W. T. Grant Co. v. Uneeda Doll Co.

Eager, J.

(dissenting). I would affirm. Very definitely, on the face of the complaint, the cause pleaded is one for indemnification in the event that in the future there is a recovery against the plaintiff in the pending action brought against it on behalf of the injured infant, but, as appears from the complaint, a cause for indemnification has not yet accrued. As an action based on such a cause, it is premature and not maintainable. (See Corbetta Constr. Co. v. Driscoll Co., 17 A D 2d 176, 180; City of Rochester v. Campbell, 123 N. Y. 405, 413; Satta v. City of New York, 272 App. Div. 782; Van Schaick v. Burney, 145 Misc. 887. 888, affd. 237 App. Div. 812.)

The mandate under the Civil Practice Law and Rules for liberal construction of pleadings and the provisions therein authorizing the statement of causes of action hypothetically cannot save this complaint. (CPLR, rule 3014.) Even on the basis of a most liberal construction, the complaint may not be sustained as one stating a cause of action for a presently existing breach of warranty. The complaint was not framed for this purpose; and, in any event, there is no proper allegation of such a breach nor is there any proper allegation of damage flowing from such a breach.

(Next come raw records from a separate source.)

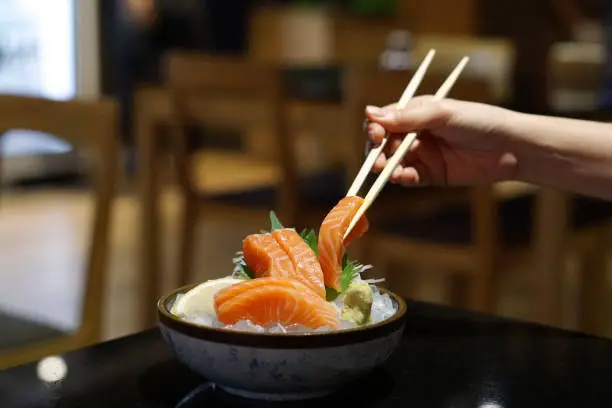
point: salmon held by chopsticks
(332, 245)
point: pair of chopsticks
(403, 148)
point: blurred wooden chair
(237, 93)
(85, 125)
(576, 73)
(470, 233)
(491, 59)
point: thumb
(419, 114)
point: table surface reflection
(448, 358)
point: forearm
(568, 154)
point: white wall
(87, 49)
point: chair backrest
(492, 59)
(84, 124)
(576, 72)
(231, 92)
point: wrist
(527, 148)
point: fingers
(421, 113)
(422, 165)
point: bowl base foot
(269, 396)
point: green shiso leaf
(310, 237)
(241, 270)
(274, 222)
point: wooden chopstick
(402, 150)
(409, 92)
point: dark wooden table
(448, 358)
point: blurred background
(226, 109)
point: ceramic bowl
(280, 367)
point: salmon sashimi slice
(266, 301)
(307, 267)
(332, 245)
(265, 257)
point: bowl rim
(279, 340)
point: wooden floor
(44, 233)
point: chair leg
(187, 234)
(593, 290)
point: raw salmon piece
(265, 257)
(225, 294)
(266, 301)
(307, 267)
(331, 244)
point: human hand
(459, 143)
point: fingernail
(376, 112)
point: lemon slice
(200, 300)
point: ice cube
(277, 328)
(202, 320)
(245, 325)
(345, 324)
(297, 328)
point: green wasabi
(357, 303)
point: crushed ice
(383, 308)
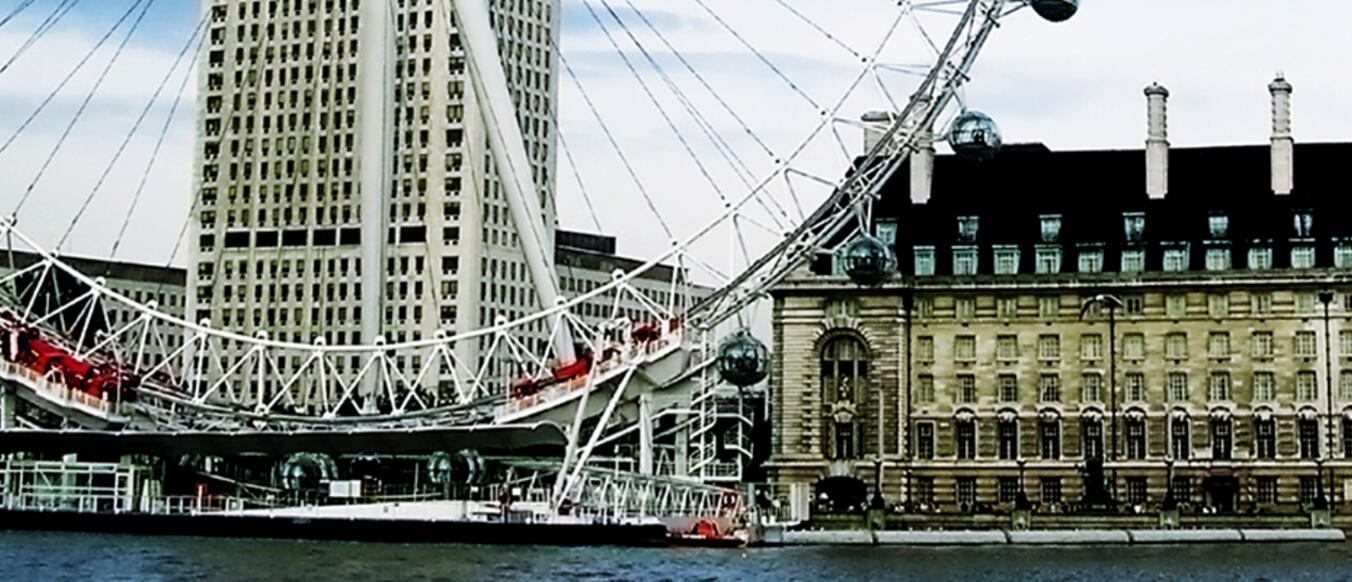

Nor may the complaint be sustained as within the permissible area of hypothetical pleading. Rather than the proper example of the hypothetical pleading of a presently existing cause, the claim pleaded here is made dependent upon a future event which may or may not happen. To allow an action to be instituted upon such a claim runs counter to the fundamental principles barring actions upon unmatured claims. (See 1 C. J. S., Actions, § 127.) There are statutory exceptions authorizing hypothetical cross claims and third-party claims in a properly maintainable action (see CPLR, §§ 1007, 3019, subd. [b]) but I know of no statute providing for an independent action on an unmatured claim over. Furthermore, an independent action based on such a claim would be required to be held in abeyance and, thus, is at variance with our statutes and rules providing for the expeditious and orderly processing of actions for trial and disposal.

*365Bbeitel, J. P., McNally, Stevens and Steueb, JJ., concur in Per Curiam opinion; Eageb, J., dissents in opinion.

Order and judgment reversed, upon the law, the facts and in the exercise of discretion, with costs to appellant, and the motion to dismiss the complaint denied.